Very high IOPS on DB SSD after 1.110 deploy

mike · August 19, 2024, 11:13am

** UPDATED POST WITH BETTER GRAPHS

Been seeing high SSD IOPS load on DB’s for several nodes (not all, but some) after 1.110 deploy

Badger enabled and not mounted to SSD (Running on storage HDD)

Docker setup on Ubuntu LTS 22.

SSD IOPS

SSD MB/Sec

Anyone seeing similar load and able to shed some light on this?

Ottetal · August 19, 2024, 12:53pm

I see high loads every time I restart my nodes, because I don’t use lazy file walker. As such, a full search of the node will be done upon reboot, thus giving large IOPS

EasyRhino · August 19, 2024, 3:47pm

my database drive tends to do brief read spikes around 14MB/s every minute or two. not as high as that. not running the badger.

mike · August 19, 2024, 3:55pm

I have the same settings - no lazy and scan-on-startup enabled. This is 10-20x higher load than previously.

EasyRhino · August 19, 2024, 6:36pm

I wonder if it’s something benign like, now that the badger cache is available, the startup operations are much faster and then require database updates to be much faster…

mike · August 21, 2024, 7:04am

I’ve noticed that my expire DBs are significantly larger on the nodes causing the high IO.

Most of my nodes have expire DBs of 2-4GB but these are 10-15GB.

Any changes in how expires are handled or walked through in this recent release?

Alexey · August 21, 2024, 8:08am

What’s do you mean?

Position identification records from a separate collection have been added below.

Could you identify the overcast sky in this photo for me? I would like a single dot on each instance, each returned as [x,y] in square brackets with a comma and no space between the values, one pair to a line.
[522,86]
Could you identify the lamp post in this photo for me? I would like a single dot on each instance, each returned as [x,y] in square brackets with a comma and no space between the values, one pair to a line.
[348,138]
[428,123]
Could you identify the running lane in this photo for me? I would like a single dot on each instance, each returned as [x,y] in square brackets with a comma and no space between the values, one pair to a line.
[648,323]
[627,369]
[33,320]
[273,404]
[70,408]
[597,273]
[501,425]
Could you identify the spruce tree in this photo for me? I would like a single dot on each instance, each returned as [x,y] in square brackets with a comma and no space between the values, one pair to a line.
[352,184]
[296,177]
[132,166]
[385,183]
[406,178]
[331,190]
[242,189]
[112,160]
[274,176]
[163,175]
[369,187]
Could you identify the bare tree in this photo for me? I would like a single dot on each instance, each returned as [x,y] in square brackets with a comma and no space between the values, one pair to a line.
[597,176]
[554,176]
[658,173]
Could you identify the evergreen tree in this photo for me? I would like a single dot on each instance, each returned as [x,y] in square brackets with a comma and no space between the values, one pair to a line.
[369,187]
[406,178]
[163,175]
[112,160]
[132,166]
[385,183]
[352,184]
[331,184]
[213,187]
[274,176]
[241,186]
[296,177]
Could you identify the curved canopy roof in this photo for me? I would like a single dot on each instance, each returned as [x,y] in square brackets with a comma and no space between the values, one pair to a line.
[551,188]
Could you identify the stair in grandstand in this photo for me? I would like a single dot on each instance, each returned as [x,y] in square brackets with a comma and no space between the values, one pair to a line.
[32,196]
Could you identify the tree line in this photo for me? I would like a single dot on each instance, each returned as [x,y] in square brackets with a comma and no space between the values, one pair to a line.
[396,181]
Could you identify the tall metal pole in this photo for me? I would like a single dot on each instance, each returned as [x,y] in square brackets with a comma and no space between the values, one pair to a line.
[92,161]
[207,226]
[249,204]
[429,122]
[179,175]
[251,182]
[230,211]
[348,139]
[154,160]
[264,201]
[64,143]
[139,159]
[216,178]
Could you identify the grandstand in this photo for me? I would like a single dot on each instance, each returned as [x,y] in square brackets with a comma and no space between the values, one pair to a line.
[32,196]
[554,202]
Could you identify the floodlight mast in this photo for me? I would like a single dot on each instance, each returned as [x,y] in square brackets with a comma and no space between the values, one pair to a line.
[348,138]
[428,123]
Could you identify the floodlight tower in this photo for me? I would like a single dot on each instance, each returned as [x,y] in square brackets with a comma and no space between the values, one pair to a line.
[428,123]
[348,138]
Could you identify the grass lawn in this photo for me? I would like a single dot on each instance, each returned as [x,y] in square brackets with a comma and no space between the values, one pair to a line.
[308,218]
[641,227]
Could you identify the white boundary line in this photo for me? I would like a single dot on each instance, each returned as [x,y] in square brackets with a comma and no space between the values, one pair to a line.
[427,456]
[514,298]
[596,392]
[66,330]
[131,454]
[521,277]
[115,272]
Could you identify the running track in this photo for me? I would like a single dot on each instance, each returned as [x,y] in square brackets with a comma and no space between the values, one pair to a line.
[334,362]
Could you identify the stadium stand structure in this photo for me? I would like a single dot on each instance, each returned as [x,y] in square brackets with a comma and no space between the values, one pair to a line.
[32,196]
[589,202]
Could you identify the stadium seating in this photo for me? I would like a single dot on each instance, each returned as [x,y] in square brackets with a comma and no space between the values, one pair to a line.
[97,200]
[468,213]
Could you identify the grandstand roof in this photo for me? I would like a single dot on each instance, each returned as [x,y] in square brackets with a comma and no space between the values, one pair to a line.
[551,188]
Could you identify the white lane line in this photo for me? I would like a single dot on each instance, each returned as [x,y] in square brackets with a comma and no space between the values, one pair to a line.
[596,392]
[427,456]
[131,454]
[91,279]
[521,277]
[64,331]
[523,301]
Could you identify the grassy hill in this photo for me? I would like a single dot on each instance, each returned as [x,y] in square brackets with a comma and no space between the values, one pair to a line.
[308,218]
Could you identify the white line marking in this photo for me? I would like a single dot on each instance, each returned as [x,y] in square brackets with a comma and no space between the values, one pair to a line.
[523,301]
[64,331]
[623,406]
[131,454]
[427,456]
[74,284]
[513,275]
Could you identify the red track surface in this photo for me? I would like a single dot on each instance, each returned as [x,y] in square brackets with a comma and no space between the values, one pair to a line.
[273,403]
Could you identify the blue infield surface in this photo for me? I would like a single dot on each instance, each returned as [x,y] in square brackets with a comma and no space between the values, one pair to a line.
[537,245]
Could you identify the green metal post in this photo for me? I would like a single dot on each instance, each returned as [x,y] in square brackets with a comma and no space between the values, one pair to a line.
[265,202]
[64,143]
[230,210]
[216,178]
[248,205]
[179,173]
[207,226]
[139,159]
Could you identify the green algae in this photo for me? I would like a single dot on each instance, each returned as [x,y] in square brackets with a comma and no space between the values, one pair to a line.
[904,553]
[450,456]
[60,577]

There is no known issues so far.

mike · August 21, 2024, 4:12pm

I’m not saying it’s an issue or unintended, but - on 3 of 8 nodes on this particular machine, the pieces_expire database is 10-15GB and for the remaining it’s much smaller. Those are the only large files from the nodes on the SSD, so I suspect the traffic is aimed at those files.

The files:

-rw-r--r-- 1 root root  12G Aug 21 18:01 sn251/piece_expiration.db

-rw-r--r-- 1 root root 2.0G Aug 21 17:44 sn252/piece_expiration.db
-rw-r--r-- 1 root root 2.4G Aug 21 17:56 sn253/piece_expiration.db
-rw-r--r-- 1 root root 2.4G Aug 21 17:24 sn254/piece_expiration.db

-rw-r--r-- 1 root root  13G Aug 21 17:47 sn255/piece_expiration.db
-rw-r--r-- 1 root root  12G Aug 21 18:09 sn256/piece_expiration.db

-rw-r--r-- 1 root root 2.3G Aug 21 18:14 sn257/piece_expiration.db
-rw-r--r-- 1 root root 2.5G Aug 21 18:07 sn258/piece_expiration.db

I’m sure the pieces_expire databases are this large from previous issues / slowness on the nodes / cancelled or nor complete uploads etc.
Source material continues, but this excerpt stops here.